Shortest focal distance and overall focal range before infinity varies from lens to lens. An ultrawide lens may have a focal range from a few inches to a few feet before infinity, while supertelephotos may have close- and distant focus lengths best measured in horse-racing terms. But with whatever lens, once it goes hyperfocal, there’s little apparent separation of subject and background, and that’s what’s to be avoided here–you want to make sure those two back legs of the kite meet a point much closer than the end of the universe to soften and blur that background to a slight or serious degree.
And especially when there are tons of tiny lights in the background, these can be rendered quite lovely for a suggestion of holiday celebrations, since all bright points in an image that are off even slightly off the focal plane are captured not as what we’d recognize as points, but as circles of light in a three dimensional space, so these circles can overlap, and be drawn to the chip as ovals and ellipses depending on where in the field of view and angle of view they are captured. Remember, creative photography is all about hands-on experimentation, and that’s honestly always the best way to absorb and adapt what I’m describing here.

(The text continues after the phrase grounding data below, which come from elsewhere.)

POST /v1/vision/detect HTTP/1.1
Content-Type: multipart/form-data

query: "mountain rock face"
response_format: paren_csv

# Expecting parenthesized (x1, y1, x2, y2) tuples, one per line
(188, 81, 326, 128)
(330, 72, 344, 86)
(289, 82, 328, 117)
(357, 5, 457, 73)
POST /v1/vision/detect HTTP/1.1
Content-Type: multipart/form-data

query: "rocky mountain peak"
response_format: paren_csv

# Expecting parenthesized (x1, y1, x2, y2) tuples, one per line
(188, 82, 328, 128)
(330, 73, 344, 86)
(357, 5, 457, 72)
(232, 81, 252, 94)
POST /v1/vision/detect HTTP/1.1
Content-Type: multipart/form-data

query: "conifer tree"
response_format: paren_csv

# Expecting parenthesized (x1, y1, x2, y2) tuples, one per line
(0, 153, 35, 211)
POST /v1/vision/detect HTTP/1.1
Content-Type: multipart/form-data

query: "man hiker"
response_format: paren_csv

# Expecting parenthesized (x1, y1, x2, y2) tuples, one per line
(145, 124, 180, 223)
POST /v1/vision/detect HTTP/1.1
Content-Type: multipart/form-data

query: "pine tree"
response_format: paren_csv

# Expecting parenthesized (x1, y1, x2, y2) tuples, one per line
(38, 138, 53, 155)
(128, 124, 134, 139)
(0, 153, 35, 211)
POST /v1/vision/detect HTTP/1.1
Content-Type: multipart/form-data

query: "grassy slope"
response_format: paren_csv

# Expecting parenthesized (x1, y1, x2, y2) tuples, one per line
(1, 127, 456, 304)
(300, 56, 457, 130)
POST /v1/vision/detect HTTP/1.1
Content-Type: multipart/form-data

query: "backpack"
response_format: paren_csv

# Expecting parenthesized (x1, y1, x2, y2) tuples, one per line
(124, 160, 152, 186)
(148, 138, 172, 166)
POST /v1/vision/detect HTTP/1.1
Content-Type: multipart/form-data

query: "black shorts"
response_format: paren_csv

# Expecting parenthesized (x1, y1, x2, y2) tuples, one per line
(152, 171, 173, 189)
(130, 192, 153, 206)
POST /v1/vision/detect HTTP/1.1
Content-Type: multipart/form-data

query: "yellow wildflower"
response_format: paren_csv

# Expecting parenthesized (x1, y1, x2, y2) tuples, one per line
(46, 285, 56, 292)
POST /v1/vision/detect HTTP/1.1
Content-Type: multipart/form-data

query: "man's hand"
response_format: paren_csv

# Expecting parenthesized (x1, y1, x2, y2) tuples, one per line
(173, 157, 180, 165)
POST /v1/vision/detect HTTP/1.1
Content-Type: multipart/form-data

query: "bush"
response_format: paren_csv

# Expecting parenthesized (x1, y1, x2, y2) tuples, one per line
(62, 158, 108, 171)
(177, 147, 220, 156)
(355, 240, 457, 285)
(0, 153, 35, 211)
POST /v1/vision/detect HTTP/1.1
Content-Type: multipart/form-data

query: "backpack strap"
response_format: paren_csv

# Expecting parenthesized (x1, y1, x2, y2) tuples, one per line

It’s easiest to understand and visualize this effect on any lens at its widest aperture, because what you see through the viewfinder or LCD is how the image will be captured to the sensor. And as you change your focal distance, focal lengths, and position in regards to little lights in the background you can see how it all happens. And as you can see here, it’s possible to catch these lights both day and night!
One of the challenges for this type of image is to think in terms of background first, then subject. For example, if you want a soft-focused tree with lots of lights to have a certain feel to it, and a certain spot in the composition, you’ve got to determine all of that first. Then once that’s as you’ve envisioned, it’s a matter of placing the subject where they’ll be in sharp focus, and balancing the exposure for both the background and subject exposures. This is much easier outside, and when there’s a nice space between the foreground subject and background lights!
Indoors, there are two big challenges. First is making sure that there is sufficient subject-to-background separation to get the blur effect you desire. And second is to make sure that any added flash exposure doesn’t totally overpower the ambient lights of the trees. So my best advice is that indoors and out, metered manual exposure off the background/ambient light with a touch of fill-flash for the subject is the way to go. Every light display is different, and the best way to nail the exposure is to experiment, review, adjust, and try again and you’ll find what works for you. And whenever possible, do your exposure experimenting and be all ready to roll before gathering the family for the portrait! Trust me on this one.